Adelaide : Light's map
Cadastral map of the area surrounding the City of Adelaide, covering the coast from Port Adelaide in the north to Brighton (not shown on the map) in the south, and inland to the foothills of the Mount Lofty Ranges. Little detail is shown for the City of Adelaide. Shows surveyed sections numbered and available for sale in two sizes - small sections are 80 acres each, large sections are 134 acres each. Sold sections include the landholders name and are tinted. Tributaries of the River Torrens are shown, and there is an indication to prospective buyers of areas where the streams dry up in summer. Trigonometical survey stations are marked.
Colonel William Light was South Australia's first Surveyor-General. His design for the city of Adelaide is considered by many to be a prototype for an ideal city plan. Adelaide was the first town planned in the world using trigonometrical survey rather than the established 'running survey'.
Light's instructions from the Colonization Commission were impossible. He was expected within two months of his arrival to examine minutely 1500 miles (2414 km) of coastline, select 'the best situation' for the first settlement, survey the town site, divide 150 sq. miles (388 km ) of country into sections, and make reservations for secondary towns. He arrived off Kangaroo Island on 17 August 1836 where the first ships of colonists were already moored. He went straight to Encounter Bay and quickly rejected it as unsafe and useless for a main harbour. Kangaroo Island he found had poor land and even poorer water supplies. He then started to examine the mainland coast. Rapid Bay, near the bottom of the Fleurieu Peninsula, impressed him favourably, but he sailed north to seek the harbour reported by the whaling captain, John Jones. The harbour eluded Light for many weeks until finally found in the reaches of the Port River Inlet, and differing considerably from Jones's description. Apart from the harbour, Light found a broad fertile plain, well watered and with mountains on the eastern side which he considered would produce rain from the prevailing westerly winds. He selected this as the site for Adelaide, the main settlement. The Commissioners had given him the sole responsibilty for the selection of the site and he was able to over-ride the wishes of Governor Hindmarsh who wanted the main settlement at either Port Lincoln or Encounter Bay.

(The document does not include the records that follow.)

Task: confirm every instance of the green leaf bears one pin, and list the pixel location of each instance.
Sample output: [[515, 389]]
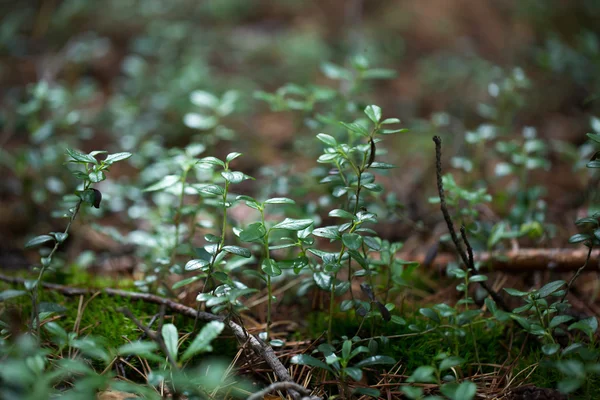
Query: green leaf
[[327, 139], [210, 189], [356, 127], [346, 349], [550, 288], [375, 360], [549, 349], [237, 250], [280, 200], [170, 337], [200, 121], [235, 176], [10, 293], [328, 232], [232, 156], [579, 237], [253, 232], [211, 161], [515, 292], [322, 280], [374, 113], [201, 343], [81, 158], [185, 282], [380, 165], [354, 373], [352, 240], [97, 176], [478, 278], [164, 183], [305, 359], [464, 391], [423, 374], [594, 136], [113, 158], [137, 348], [293, 224], [429, 313], [270, 267], [559, 319], [36, 241], [193, 265], [339, 213]]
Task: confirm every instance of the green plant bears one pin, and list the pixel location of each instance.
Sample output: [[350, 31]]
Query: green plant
[[92, 172], [340, 367]]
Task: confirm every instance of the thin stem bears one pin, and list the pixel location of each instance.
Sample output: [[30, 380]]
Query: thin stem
[[468, 261], [35, 322], [576, 275], [178, 216], [269, 287]]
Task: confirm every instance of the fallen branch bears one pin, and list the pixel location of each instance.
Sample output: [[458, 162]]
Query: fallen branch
[[261, 348], [468, 261], [280, 386], [518, 261]]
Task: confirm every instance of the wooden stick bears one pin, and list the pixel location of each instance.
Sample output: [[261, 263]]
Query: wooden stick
[[260, 347], [519, 261]]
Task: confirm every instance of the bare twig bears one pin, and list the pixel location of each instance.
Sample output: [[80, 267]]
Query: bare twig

The town site was quickly laid out on his famous grid design, consistent with that used in other British colonies, but Light included a striking belt of parklands. Light and his surveyors could now turn to the larger task of the country sections so that land sales could proceed, still using the trigonometrical survey: this allowed the accurate survey of section boundaries and would in future avoid the boundary fights that were often the result of 'running surveys'. These country sections now form the central Adelaide metropolitan area.